A closer look within the PSD, however, showed significant differences in distribution, with label for GKAP located closer to the postsynaptic membrane (Fig. 4A), and label for Shank extending deeper into the cytoplasm (Fig. 4C). Under basal conditions, label for GKAP was typically within a narrower band ~ 20–50 nm from the postsynaptic membrane (Fig. 4B, median distance 33 nm, standard deviation 18 nm), while label for Shank typically appeared as a wide band ~ 30–100 nm from the postsynaptic membrane (Fig. 4D, with a median distance of 53 nm, standard deviation 23 nm).

Fig 4. Distributions of label for GKAP and Shank are different at the PSD complex.

Fig 4

Higher magnification EM micrographs show that under basal conditions, label for GKAP is in a narrow band closer to the postsynaptic membrane (A), while label for Shank is located in a wider band in the PSD complex (C). Scale bar = 0.1 μm. Distance measurements of label are plotted in histograms (B for GKAP and D for Shank) showing significant difference in distribution (P< 0.0001, Wilcoxon rank-sum test) with a 20 nm difference in median values.

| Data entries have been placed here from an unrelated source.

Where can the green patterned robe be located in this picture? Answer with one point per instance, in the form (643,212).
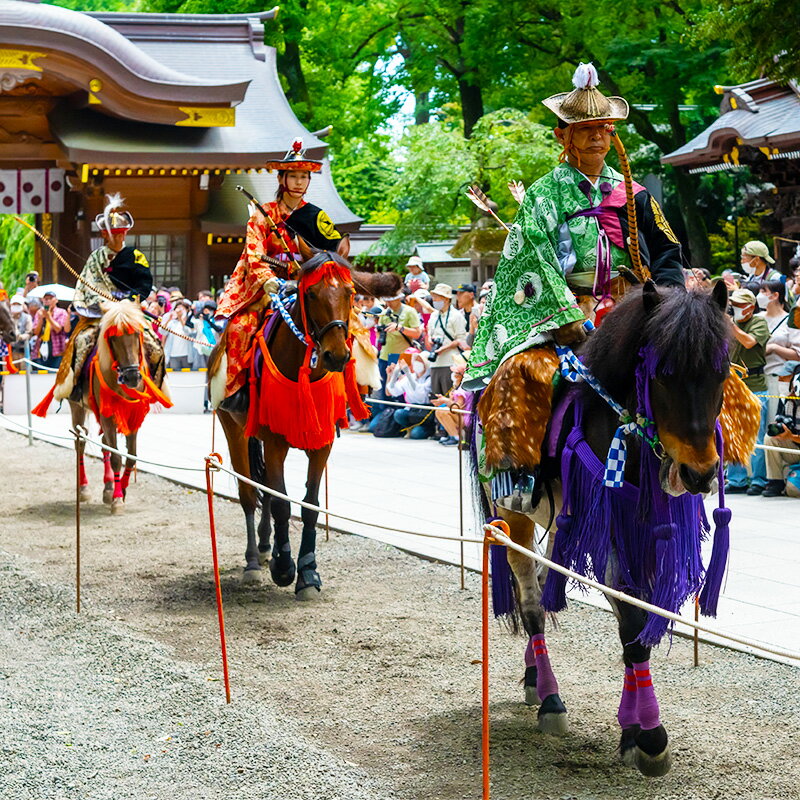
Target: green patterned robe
(531,296)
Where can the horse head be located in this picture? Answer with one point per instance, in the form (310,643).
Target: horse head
(326,292)
(665,353)
(8,330)
(120,342)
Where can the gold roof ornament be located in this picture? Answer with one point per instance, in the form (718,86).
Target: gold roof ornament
(586,102)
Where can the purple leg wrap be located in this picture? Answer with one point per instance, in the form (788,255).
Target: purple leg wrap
(646,703)
(546,683)
(627,714)
(530,659)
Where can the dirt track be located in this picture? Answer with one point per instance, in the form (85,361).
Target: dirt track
(375,683)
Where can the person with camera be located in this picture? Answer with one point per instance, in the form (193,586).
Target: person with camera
(750,333)
(446,337)
(783,432)
(31,282)
(397,328)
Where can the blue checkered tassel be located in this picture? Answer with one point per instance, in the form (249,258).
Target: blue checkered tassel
(614,475)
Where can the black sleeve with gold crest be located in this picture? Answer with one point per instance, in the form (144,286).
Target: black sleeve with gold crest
(659,246)
(315,226)
(130,272)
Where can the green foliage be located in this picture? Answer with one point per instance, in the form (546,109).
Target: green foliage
(724,254)
(440,164)
(762,36)
(16,243)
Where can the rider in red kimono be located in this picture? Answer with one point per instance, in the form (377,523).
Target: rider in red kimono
(248,290)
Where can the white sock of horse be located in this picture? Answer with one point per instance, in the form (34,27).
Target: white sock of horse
(646,703)
(627,716)
(546,683)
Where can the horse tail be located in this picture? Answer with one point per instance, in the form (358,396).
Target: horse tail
(503,595)
(258,472)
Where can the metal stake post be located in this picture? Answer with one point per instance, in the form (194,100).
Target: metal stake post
(461,499)
(28,389)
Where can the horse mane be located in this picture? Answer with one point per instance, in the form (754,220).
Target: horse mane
(685,332)
(124,315)
(119,318)
(375,284)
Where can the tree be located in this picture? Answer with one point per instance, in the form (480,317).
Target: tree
(763,36)
(441,163)
(17,247)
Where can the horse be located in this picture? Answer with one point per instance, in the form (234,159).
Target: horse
(669,347)
(117,388)
(322,314)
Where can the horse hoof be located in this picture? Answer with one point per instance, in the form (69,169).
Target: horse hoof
(553,716)
(653,755)
(627,745)
(531,695)
(308,593)
(282,578)
(654,766)
(252,576)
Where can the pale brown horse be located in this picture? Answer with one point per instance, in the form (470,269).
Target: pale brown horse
(328,308)
(118,390)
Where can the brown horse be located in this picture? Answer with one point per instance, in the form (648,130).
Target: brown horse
(118,390)
(328,306)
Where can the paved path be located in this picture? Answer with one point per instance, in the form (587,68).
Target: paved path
(414,485)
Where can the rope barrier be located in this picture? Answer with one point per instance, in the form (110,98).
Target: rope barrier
(414,405)
(214,463)
(320,510)
(504,539)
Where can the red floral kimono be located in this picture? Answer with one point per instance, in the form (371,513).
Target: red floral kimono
(246,287)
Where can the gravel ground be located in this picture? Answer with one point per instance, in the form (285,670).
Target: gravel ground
(371,692)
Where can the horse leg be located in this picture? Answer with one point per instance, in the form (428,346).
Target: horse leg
(115,460)
(541,685)
(264,529)
(78,418)
(644,743)
(130,463)
(309,584)
(281,565)
(108,477)
(238,446)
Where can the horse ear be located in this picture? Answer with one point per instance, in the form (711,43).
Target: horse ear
(303,247)
(719,294)
(650,296)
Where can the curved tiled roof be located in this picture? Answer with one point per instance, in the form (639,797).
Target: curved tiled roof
(34,26)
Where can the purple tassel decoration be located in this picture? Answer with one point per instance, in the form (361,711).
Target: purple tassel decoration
(502,581)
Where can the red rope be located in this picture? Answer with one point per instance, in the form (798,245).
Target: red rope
(218,588)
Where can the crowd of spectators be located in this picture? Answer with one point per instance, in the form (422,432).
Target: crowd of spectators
(421,337)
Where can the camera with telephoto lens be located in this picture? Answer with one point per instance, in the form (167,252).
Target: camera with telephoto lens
(382,328)
(433,355)
(776,428)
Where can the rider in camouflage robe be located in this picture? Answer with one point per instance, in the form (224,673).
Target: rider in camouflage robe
(566,259)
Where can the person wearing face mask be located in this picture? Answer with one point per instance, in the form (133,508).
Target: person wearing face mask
(446,336)
(784,342)
(750,334)
(755,263)
(412,385)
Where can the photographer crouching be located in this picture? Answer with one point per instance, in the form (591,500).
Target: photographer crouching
(783,432)
(750,334)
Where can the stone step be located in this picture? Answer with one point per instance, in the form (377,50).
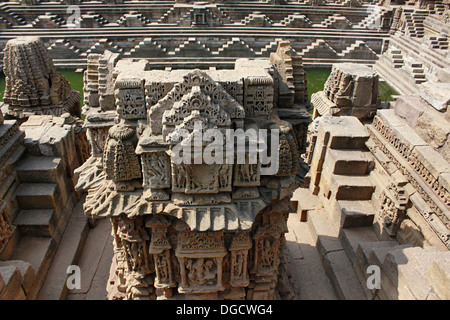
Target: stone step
(40,223)
(68,253)
(343,187)
(348,162)
(12,283)
(37,195)
(335,261)
(27,277)
(39,169)
(353,214)
(420,260)
(351,239)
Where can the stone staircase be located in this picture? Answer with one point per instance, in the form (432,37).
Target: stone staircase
(342,221)
(395,56)
(268,48)
(296,20)
(318,44)
(38,195)
(234,48)
(439,42)
(48,21)
(166,16)
(147,48)
(359,44)
(101,46)
(414,19)
(47,216)
(257,19)
(416,71)
(63,49)
(191,48)
(12,17)
(373,20)
(336,21)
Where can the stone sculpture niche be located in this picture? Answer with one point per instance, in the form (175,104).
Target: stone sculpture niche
(350,90)
(32,83)
(196,229)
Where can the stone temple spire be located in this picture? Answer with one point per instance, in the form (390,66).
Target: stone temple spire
(33,85)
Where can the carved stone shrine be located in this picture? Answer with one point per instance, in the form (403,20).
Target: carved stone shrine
(197,229)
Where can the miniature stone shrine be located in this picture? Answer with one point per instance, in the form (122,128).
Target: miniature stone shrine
(206,231)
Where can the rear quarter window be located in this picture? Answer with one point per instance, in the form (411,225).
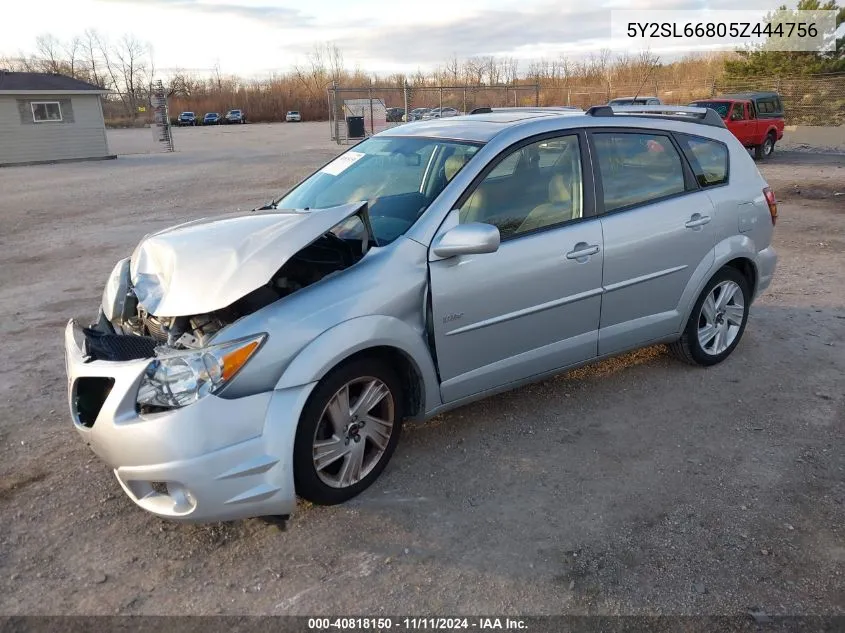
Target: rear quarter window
(708,159)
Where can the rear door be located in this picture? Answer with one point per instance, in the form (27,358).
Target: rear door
(658,229)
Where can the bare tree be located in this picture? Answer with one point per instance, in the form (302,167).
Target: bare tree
(91,57)
(48,49)
(72,51)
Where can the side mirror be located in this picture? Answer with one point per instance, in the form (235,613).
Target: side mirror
(474,238)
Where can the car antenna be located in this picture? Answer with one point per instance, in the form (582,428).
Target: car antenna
(647,75)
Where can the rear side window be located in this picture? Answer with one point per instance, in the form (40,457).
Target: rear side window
(769,105)
(637,168)
(708,158)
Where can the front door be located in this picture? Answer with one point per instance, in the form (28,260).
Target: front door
(532,306)
(658,230)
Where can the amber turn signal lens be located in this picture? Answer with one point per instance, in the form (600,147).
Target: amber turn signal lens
(236,359)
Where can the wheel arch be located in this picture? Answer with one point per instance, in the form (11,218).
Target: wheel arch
(387,338)
(738,252)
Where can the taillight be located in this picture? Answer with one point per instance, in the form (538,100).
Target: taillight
(773,204)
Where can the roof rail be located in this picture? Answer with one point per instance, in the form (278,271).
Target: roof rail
(544,109)
(705,116)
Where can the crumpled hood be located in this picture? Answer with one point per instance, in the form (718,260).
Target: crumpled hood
(208,264)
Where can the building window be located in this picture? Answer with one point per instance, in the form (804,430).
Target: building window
(44,111)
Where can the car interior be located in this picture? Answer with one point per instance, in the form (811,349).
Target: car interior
(539,185)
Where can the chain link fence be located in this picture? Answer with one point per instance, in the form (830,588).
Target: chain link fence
(355,113)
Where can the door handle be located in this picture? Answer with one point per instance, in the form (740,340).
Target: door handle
(582,250)
(697,220)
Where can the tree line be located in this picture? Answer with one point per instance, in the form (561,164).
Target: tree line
(126,66)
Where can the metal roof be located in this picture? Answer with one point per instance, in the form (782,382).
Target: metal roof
(482,127)
(19,82)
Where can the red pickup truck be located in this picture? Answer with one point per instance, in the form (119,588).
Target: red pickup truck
(755,118)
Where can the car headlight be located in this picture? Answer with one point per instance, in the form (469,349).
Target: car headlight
(182,378)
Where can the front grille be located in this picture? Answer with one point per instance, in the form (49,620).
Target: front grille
(90,395)
(118,347)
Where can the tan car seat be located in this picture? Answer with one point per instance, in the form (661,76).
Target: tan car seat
(453,165)
(557,209)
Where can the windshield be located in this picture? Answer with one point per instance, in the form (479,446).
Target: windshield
(722,107)
(398,177)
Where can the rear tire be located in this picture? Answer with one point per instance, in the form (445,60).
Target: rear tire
(340,448)
(766,148)
(717,321)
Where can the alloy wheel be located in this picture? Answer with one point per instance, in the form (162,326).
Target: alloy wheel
(353,432)
(720,319)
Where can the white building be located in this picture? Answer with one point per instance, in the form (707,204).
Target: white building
(46,118)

Approximately 40% (38.6 ± 3.6%, four experiments) of label for Shank was located in a distal area of the PSD complex, 60–120 nm from the postsynaptic membrane, where very little (3.3 ± 0.7%, four experiments) label for GKAP resided. The sizable presence of Shank, as well as absence of GKAP, in the distal area of the PSD complex suggests that Shank molecules in this distal area may not be bound to GKAP.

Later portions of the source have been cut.